Goldman Sachs on Gold – “most immediate compelling upside opportunity”


Investment bank giant Goldman Sachs’ Commodities Research Team have come out strongly on gold’s prospects stating it is a “most immediate compelling upside opportunity”, citing the prospect of lower rates ahead, USD weakness and escalating geopolitical risk. Ultimately, that is about REAL rates coming down.

One of gold’s primary correlations is real rates, that is, nominal rates less inflation. Nominal rates are often quoted as the 10 year U.S. Treasury yield not the US Fed Funds Rate as it is more about what the market thinks rather than what the Fed wants.  2022 and 2023, as bond holders know painfully well, saw a big plunge in bond prices meaning rising bond yields (given the direct inverse relationship). Whilst inflation rose too, the rates won the fight and we saw rising real interest rates.  That would normally see gold decline and in 2022 that was indeed the case.  But then in late 2022, gold demonstrably broke that trend and started its secular rally that is still intact.

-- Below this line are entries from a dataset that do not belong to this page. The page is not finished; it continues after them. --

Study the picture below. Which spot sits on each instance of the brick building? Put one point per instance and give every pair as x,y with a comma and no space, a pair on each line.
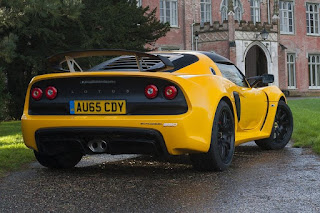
233,29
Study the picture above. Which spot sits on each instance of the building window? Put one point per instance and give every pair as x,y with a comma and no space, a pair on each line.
169,12
255,10
291,68
286,17
205,11
312,19
314,71
237,8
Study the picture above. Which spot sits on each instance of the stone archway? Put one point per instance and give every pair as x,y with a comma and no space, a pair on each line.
256,62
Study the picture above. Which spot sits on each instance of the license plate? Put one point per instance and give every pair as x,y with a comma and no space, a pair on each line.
98,107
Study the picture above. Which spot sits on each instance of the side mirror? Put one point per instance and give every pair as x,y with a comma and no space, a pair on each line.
265,79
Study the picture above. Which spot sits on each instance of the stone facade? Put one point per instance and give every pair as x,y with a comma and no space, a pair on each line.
235,38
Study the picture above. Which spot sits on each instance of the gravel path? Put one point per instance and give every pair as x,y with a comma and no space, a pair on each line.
257,181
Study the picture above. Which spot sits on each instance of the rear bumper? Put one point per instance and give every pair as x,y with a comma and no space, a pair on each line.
53,141
175,134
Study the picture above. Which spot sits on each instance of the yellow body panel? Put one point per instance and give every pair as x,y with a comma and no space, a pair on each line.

10 Year yield (inv) (R1) vs Spot Gold Price (L1) chart - 2 Year timeframe

 

The reasons for this break in that normal correlation are many.  In part it was ‘smart’ money looking forward and seeing where this must (and is) inevitably ends and front running the buying of gold. Those who follow our monthly Global Liquidity – Gold & Bitcoin updates will also know late 2022 marked the bottom of the global (critically, not just U.S.) liquidity cycle and gold’s correlation with that. New money is pouring into the global economy (in large part to pay the interest on all the debt and China trying to kickstart its economy) and gold LOVES that as it stands as the primary REAL money amongst all this new fake/Fiat ‘money’.

But as of late last year, as the general market started to see the Fed’s rate cutting cycle and injection of new money dead ahead, we saw the return of the real rates / gold correlation.

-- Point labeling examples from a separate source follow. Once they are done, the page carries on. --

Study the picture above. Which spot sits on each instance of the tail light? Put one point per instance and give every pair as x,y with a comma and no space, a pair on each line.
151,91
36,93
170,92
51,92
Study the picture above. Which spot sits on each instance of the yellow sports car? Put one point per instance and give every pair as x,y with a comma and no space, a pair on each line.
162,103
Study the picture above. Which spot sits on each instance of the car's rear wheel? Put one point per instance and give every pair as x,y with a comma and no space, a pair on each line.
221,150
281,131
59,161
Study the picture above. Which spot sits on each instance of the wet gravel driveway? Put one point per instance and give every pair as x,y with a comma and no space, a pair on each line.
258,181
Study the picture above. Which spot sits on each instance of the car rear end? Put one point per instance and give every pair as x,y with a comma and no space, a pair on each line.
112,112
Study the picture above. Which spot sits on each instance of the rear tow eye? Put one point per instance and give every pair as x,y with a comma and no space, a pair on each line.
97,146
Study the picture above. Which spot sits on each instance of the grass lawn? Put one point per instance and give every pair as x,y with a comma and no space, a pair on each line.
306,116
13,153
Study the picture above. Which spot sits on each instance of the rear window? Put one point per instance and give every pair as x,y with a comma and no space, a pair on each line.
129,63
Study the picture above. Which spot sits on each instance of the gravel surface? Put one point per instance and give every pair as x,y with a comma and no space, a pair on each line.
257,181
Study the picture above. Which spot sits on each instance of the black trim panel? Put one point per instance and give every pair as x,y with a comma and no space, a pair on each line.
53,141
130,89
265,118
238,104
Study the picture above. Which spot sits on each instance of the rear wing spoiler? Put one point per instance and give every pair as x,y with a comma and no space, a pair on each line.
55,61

10 Year yield (inv) (R1) vs Spot Gold Price (L1) chart - 2 Month timeframe

 

Despite the global geopolitical tensions posing a threat to inflation, Goldmans are still in the falling inflation camp and so for them it is a nominal rates falling faster than inflation equation for the real rates correlation, but the geopolitical situation and quickly softening economy (be that the hard landing big recession or soft landing little recession) will drive the safe haven component as well.

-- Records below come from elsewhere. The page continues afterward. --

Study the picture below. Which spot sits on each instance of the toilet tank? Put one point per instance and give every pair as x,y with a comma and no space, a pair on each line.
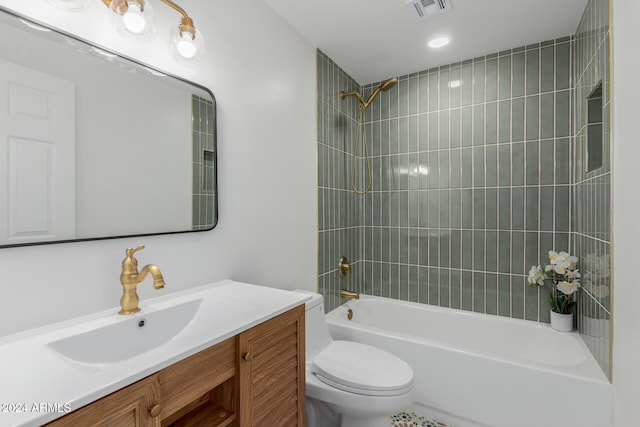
316,331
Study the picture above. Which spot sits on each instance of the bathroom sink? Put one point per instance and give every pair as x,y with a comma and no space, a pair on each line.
141,333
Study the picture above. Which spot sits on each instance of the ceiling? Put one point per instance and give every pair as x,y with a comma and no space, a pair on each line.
373,40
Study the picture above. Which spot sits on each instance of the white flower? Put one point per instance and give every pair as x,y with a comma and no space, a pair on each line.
574,274
568,288
560,268
536,276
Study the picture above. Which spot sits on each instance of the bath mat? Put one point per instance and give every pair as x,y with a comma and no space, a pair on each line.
410,419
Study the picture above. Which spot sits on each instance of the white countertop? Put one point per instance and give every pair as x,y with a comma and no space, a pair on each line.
37,385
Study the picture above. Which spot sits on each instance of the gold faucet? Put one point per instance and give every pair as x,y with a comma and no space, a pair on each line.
130,279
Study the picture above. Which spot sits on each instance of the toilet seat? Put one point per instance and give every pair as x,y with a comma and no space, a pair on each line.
362,369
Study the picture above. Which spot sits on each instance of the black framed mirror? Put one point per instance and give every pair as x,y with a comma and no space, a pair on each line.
95,146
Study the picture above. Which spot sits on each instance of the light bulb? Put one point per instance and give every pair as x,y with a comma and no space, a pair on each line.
186,48
187,44
133,19
439,42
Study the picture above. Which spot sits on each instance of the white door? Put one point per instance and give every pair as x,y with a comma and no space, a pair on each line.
37,156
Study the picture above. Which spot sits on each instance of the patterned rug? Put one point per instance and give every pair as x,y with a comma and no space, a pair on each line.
410,419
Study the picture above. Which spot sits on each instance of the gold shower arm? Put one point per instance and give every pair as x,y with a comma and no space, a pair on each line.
343,95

On any account 2024 looks incredibly constructive for gold on multiple fronts and drivers. Goldmans have at least addressed the break in real rates driver in 2022 and 2023 that was confusing some ‘traditional’ buyers as now being removed and are constructive on Wall Steet coming back in via ETF’s etc because:

“participants are now focused on catalysts which can drive gold prices higher.

In that context, we note that ETF investment demand has yet to turn a corner and the COMEX speculative positioning data shows net length (currently at 87th percentile) have plenty of upside left.”